The album contains a mixture of bluesy rockers (including a faithful cover of Ronnie Wood’s “Take A Look At The Guy”), ballads, and even a reggae-cover, Frederic ‘Toots’ Hibbert and the Maytal’s “Pressure Drop”.
On “Ju Ju Hounds”, Stradlin has surrounded himself with an extremely competent backing band, including former Georgia Satelites-guitarist Rick Richards, drummer Charlie Quintana, and the Faces’ keyboardist Ian McLagan playing piano and Hammond B3 organ.
And the results are terrific. Stradlin’s vocal delivery is somewhere in between the nasal whine of Bob Dylan and the hoarse whisper of Keith Richards, but his range is actually not at all bad, and his voice is more powerful than you would expect if you’ve only ever heard him do “Dust n’ Bones” and “14 Years” with Guns n’ Roses.
The opening track, “Somebody Knockin’”, is a sturdy, mid-tempo rocker worthy of the Stones, and it is followed by the Ju Ju Hounds’ hard-rockin cover of “Pressure Drop”, with a catchy instrumental reggae-coda, complete with Izzy Stradlin himself humming along to the syncopated beat.
Then comes a folksy little tune, “Time Gone By”, which feels like a ballad but is really mid-tempo, and ringing with mandolins and hand-claps, and the absolute highlight of Stradlin’s solo career, the song that should’ve become a classic, but inexplicably never did:
“Shuffle It All” starts off with a bluesy bass riff, then come the guitars, and finally the drums and the Hammond B3 kicks in, driving the song along. This is one of the best, grooviest rock shuffles I have ever heard, and the Rolling Stones would’ve been proud had they written it.
“Bucket O’ Trouble” is a short punk-throwback, and then comes another highlight, the hard rocker “Train Tracks”, with Stradlin and Rick Richards drawing a blueprint for all aspiring two-guitar combos to follow.
“How Will It Go” is a tender love song, mainly acoustic, but with Richards playing great electric fills over Stradlin’s intricate rhythm and former Broken Homes-bassist Jimmy Ashworth’s mandolin.
And that is followed by perhaps the catchiest rocker on the album, “Cuttin’ The Rug”, sporting more great, interlocking guitar work from Stradlin and Richards, and organ by Ian McLagan.

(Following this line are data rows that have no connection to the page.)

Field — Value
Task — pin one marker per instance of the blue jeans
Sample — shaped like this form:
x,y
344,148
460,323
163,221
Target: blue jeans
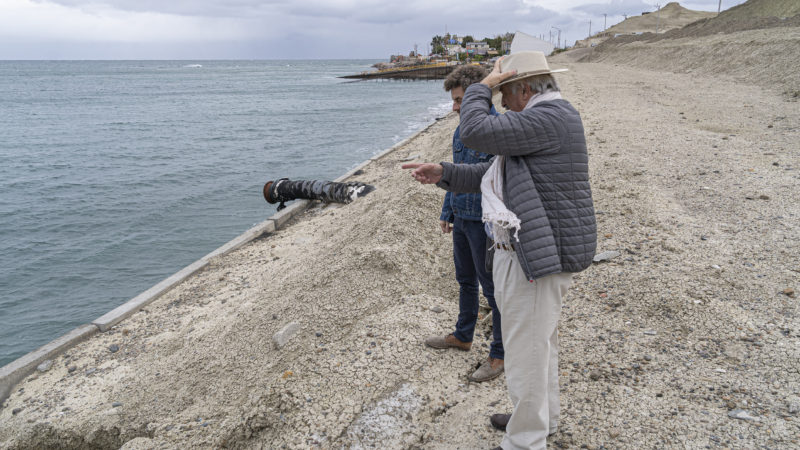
x,y
469,253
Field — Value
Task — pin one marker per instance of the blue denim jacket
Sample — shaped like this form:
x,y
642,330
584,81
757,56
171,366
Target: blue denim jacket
x,y
463,206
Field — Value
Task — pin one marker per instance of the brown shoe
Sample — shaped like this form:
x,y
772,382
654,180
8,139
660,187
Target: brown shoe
x,y
500,421
491,369
448,341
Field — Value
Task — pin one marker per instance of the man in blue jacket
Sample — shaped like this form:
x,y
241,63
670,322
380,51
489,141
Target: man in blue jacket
x,y
461,215
537,201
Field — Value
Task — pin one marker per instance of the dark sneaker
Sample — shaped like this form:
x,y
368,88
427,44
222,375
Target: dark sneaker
x,y
490,369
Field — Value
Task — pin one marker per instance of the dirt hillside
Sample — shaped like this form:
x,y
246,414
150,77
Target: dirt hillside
x,y
739,44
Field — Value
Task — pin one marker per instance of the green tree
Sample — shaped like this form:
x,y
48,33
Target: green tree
x,y
437,45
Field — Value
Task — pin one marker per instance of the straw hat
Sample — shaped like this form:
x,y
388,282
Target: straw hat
x,y
528,64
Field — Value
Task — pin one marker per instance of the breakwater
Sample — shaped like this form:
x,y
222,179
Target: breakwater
x,y
427,72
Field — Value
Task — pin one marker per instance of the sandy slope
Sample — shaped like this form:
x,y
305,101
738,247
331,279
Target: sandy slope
x,y
695,182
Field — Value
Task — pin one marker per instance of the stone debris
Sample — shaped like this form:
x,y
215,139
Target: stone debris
x,y
45,365
282,337
742,415
606,256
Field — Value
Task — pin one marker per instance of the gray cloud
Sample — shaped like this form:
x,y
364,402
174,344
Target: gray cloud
x,y
284,28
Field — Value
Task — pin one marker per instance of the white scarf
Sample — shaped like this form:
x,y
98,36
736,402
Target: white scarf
x,y
501,220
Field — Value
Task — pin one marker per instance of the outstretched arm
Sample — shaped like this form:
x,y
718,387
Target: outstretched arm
x,y
425,173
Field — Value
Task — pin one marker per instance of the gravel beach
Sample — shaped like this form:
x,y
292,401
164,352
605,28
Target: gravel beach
x,y
686,336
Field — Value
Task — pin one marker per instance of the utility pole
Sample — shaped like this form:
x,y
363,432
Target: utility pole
x,y
658,15
559,36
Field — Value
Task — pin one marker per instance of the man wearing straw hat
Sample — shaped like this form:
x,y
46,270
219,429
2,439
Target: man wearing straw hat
x,y
537,206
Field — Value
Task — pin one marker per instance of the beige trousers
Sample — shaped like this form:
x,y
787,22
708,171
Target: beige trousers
x,y
529,314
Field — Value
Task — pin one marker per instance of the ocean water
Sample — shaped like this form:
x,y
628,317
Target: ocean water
x,y
116,174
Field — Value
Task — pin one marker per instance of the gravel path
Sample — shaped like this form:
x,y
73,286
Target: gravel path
x,y
689,338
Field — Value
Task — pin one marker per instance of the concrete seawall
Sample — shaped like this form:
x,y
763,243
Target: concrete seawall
x,y
17,370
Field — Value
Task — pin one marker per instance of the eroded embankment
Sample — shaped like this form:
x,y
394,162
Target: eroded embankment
x,y
689,338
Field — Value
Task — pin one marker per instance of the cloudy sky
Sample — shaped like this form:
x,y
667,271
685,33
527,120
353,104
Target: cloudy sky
x,y
278,29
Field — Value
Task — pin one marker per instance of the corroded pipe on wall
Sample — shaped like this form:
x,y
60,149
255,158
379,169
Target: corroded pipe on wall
x,y
284,190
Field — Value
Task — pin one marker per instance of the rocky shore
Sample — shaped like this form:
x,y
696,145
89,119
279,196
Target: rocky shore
x,y
687,336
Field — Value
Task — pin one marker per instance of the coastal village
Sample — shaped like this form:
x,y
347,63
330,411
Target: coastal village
x,y
449,50
306,333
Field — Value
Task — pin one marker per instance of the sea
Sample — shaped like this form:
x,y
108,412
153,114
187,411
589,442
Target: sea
x,y
116,174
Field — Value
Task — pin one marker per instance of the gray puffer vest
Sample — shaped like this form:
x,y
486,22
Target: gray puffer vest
x,y
545,181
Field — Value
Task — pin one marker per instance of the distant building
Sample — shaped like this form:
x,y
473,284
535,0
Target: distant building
x,y
477,46
454,49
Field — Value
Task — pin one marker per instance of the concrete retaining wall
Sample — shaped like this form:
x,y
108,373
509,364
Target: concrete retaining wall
x,y
16,371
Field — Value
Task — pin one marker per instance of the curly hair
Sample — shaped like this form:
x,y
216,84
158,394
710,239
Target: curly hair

Finally, Ronnie Wood himself guests on “Take A Look At The Guy”, playing lead guitar and singing backup, and the album closes with the seven-minute “Come On Now Inside”, a slow, melancholy blues featuring great slide work from Rick Richards and Ian McLagan playing piano.
You may need to listen to this album a few times in order to truly appreciate it, but once you do, it’ll stay with you.
“Izzy Stradlin And The Ju Ju Hounds” is one of the select few albums that I keep coming back to, even after ten years. It is musical craftsmanship of the highest order, but it is not a pop record, and Izzy Stradlin with his raspy, nasal voice is no Perry Como. Still, why this did not become a real hit is beyond me. Song for song, it is as good as the Faces’ best work, and better than anything the Rolling Stones has done since the seventies.